Before TIME Correspondent David De Voss moved to a new assignment, he spent nearly five years observing the California scene. This farewell essay gives his impressions of his favorite state's current condition.
Atop a bluff ten miles outside Sacramento sits California's opulent new Governor's mansion. When former Governor Ronald Reagan called for its construction a decade ago, he admonished his bureaucracy to design a home that symbolized the bustle and promise of America's fastest-growing state. Completed three years ago, the residence does indeed capture California's quicksilver suburbanty. It has expansive verandas, teakwood floors, eight bathrooms and a caretaker assigned to collect golf balls sliced off the fairway of a nearby country club.
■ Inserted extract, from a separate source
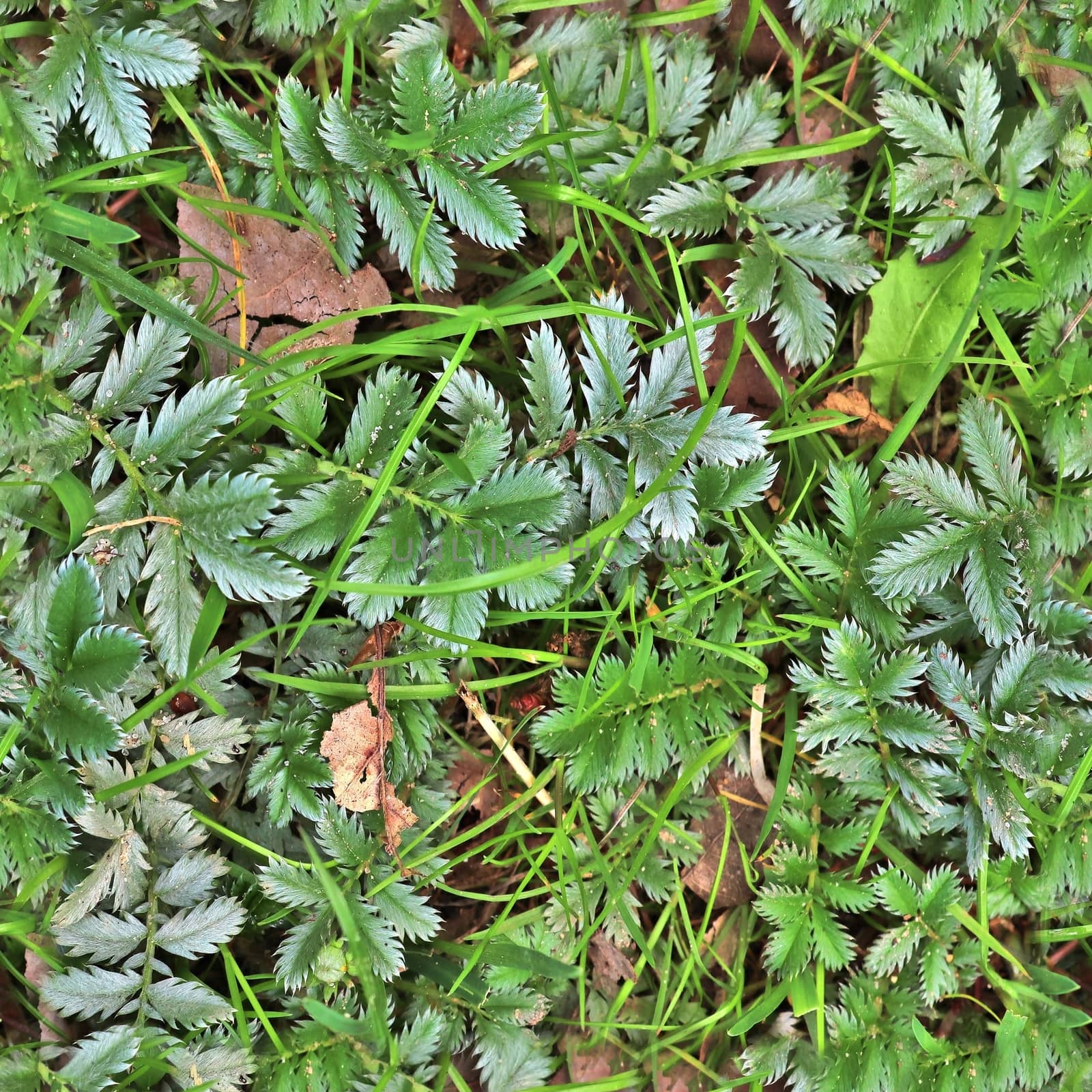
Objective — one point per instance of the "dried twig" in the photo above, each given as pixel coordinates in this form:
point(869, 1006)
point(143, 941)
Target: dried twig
point(508, 753)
But the $1.3 million house is not a homeand it no longer symbolizes California. As just about everybody knows by now Reagan's successor, Jerry Brown, refuses to inspect, much less inhabit the abode, conspicuously preferring to bunk downtown in a modest $275-a-month apartment. Today this monument to the California dream stands cold and mute, an incongruous reminder of an era that no longer exists.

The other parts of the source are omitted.